Sejak SD saya mulai terkesima menyimak pelajaran sejarah, mendengarkan penjelasan aneka peristiwa dan perjanjian penting, yang mengubah jalannya sejarah membuat saya takjub.


Ketika pak Guru menceritakan kisah berdirinya kerajaan Majapahit, saya membayangkan seperti apa ya rupa Gajah Mada dan cantiknya Ken Dedes tuh kayak apa, kisah yang menjadi cikal bakal berdirinya nusantara ini membuat pikiran saya mengembara.

Beberapa orang mungkin tidak suka pelajaran sejarah yah, soalnya sejarah kan masa lalu yang lalu biar lah berlalu, begitu kata judul lagu.

Guru SD saya sangat unik, setiap menjelang pulang sekolah, beliau selalu melakukan tanya jawab dan memberikan pertanyaan umum, yang tentu saja di dominasi pelajaran sejarah, maklum kan ya pertanyaan tentang sejarah kan paling mudah, sebutkan tanggal, tahun di mana terjadinya ina inu ini itu, sayangnya jawabannya tidak semudah pertanyaannya, perlu daya ingat untuk mengingat pelajaran sejarah.

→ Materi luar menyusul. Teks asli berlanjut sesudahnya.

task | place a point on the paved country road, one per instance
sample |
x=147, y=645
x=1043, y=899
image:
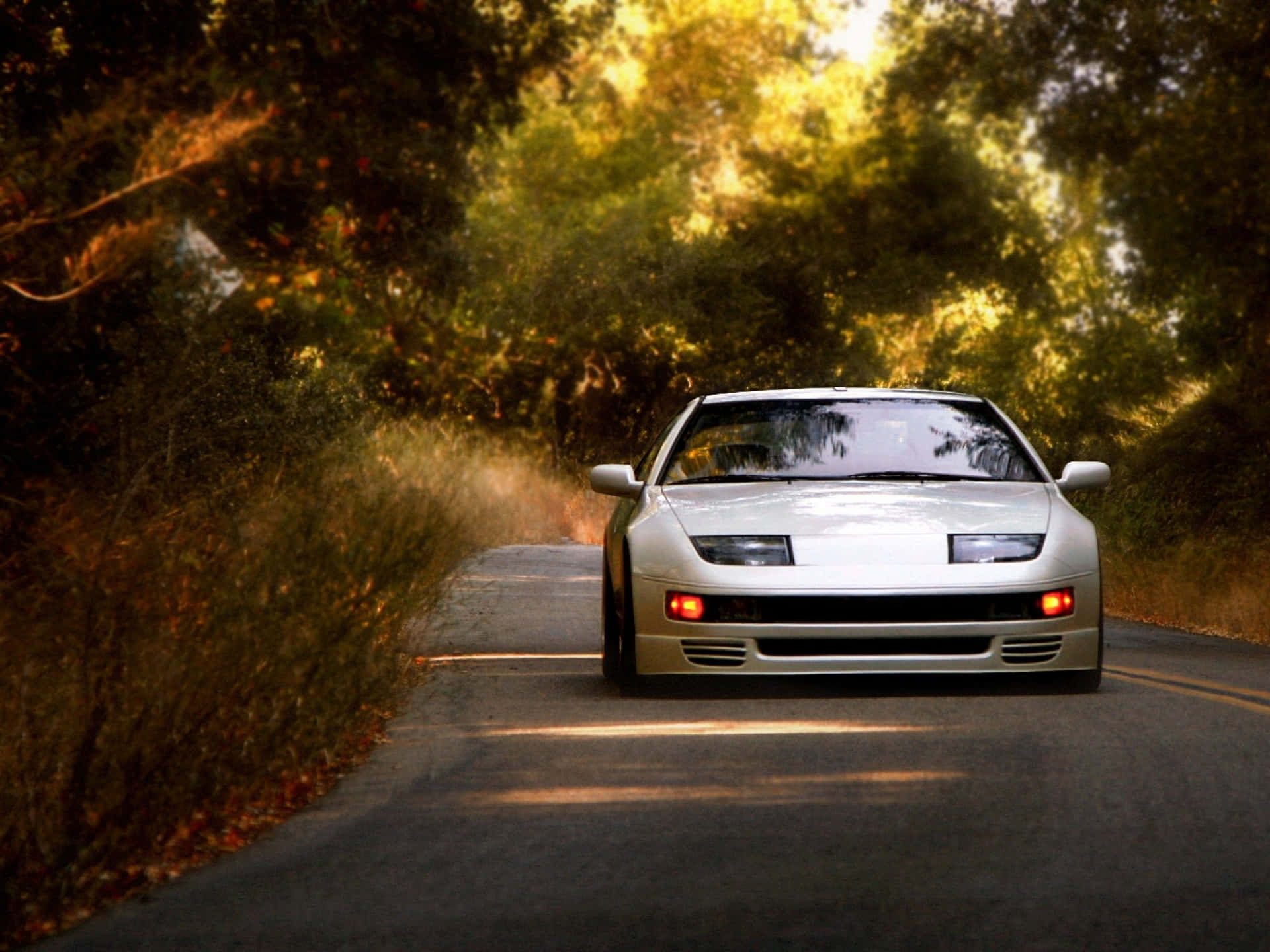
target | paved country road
x=525, y=804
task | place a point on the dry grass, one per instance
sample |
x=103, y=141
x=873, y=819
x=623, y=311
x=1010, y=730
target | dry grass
x=1197, y=588
x=171, y=668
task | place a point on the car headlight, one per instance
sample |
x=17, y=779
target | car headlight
x=745, y=550
x=995, y=549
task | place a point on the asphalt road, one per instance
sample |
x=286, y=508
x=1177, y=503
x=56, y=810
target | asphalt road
x=525, y=804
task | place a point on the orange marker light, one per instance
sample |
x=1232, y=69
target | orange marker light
x=687, y=608
x=1054, y=604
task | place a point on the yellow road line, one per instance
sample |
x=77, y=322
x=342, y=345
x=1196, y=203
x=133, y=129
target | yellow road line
x=1193, y=682
x=512, y=656
x=1150, y=681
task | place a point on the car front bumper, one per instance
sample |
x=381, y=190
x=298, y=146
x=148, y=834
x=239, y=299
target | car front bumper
x=668, y=647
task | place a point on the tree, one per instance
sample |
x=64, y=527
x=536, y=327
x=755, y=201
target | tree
x=323, y=147
x=1159, y=107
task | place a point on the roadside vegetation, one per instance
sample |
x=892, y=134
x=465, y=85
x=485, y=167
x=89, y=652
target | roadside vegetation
x=302, y=306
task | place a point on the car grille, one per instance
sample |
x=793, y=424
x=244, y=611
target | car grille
x=872, y=610
x=872, y=648
x=714, y=654
x=1032, y=651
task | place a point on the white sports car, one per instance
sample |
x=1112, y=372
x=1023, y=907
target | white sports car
x=841, y=530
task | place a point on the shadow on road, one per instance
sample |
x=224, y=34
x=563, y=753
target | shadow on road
x=845, y=686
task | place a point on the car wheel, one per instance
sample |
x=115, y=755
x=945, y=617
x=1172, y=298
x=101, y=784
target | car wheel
x=628, y=669
x=611, y=629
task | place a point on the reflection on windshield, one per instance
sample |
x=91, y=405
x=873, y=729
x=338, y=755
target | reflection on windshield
x=836, y=440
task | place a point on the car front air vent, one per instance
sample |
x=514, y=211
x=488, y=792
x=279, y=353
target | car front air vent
x=1032, y=651
x=714, y=654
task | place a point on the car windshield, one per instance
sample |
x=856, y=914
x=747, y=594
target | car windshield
x=845, y=440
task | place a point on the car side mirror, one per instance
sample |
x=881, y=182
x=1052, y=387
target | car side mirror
x=616, y=480
x=1085, y=476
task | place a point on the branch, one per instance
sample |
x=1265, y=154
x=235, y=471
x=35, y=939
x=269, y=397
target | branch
x=27, y=225
x=65, y=296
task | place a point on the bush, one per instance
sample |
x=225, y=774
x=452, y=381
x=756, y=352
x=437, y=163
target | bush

Guru Sejarah, Guru Killer Favorit
ilustrasi dari pixabay.com

Masa SMP, kesukaan saya terhadap pelajaran sejarah makin bertambah, padahal gurunya galak banget loh? Terkenal sebagai guru killer di sekolah. Ya nggak tahu kenapa karena saya suka belajar sejarah, jadi nggak ngaruh, lagi pula ibu Diah begitu nama guru sejarah saya, punya alasan kuat mengapa ia harus galak.

Sebagai murid mungkin kita menganggap guru yang galak itu galak, padahal kata yang tepat untuk guru galak adalah tegas.

Iya, bu Diah guru yang tegas, dia mengajarkan pelajaran sejarah dengan sangat detail, seolah tak ada satu peristiwa pun yang layak di lupakan, karena semua peristiwa dalam sejarah sangat penting, dan berperan mengubah jalannya sejarah.

Selain itu beliau sesungguhnya sangat penyayang, saya ingat ada seorang teman perempuan saya yang terkenal suka menjadi pusat perhatian karena hobi menggunakan rok mini dan baju menerawang. Iya bu Diah ini memang guru terdepan dalam menghadapi anak-anak yang susah di atur.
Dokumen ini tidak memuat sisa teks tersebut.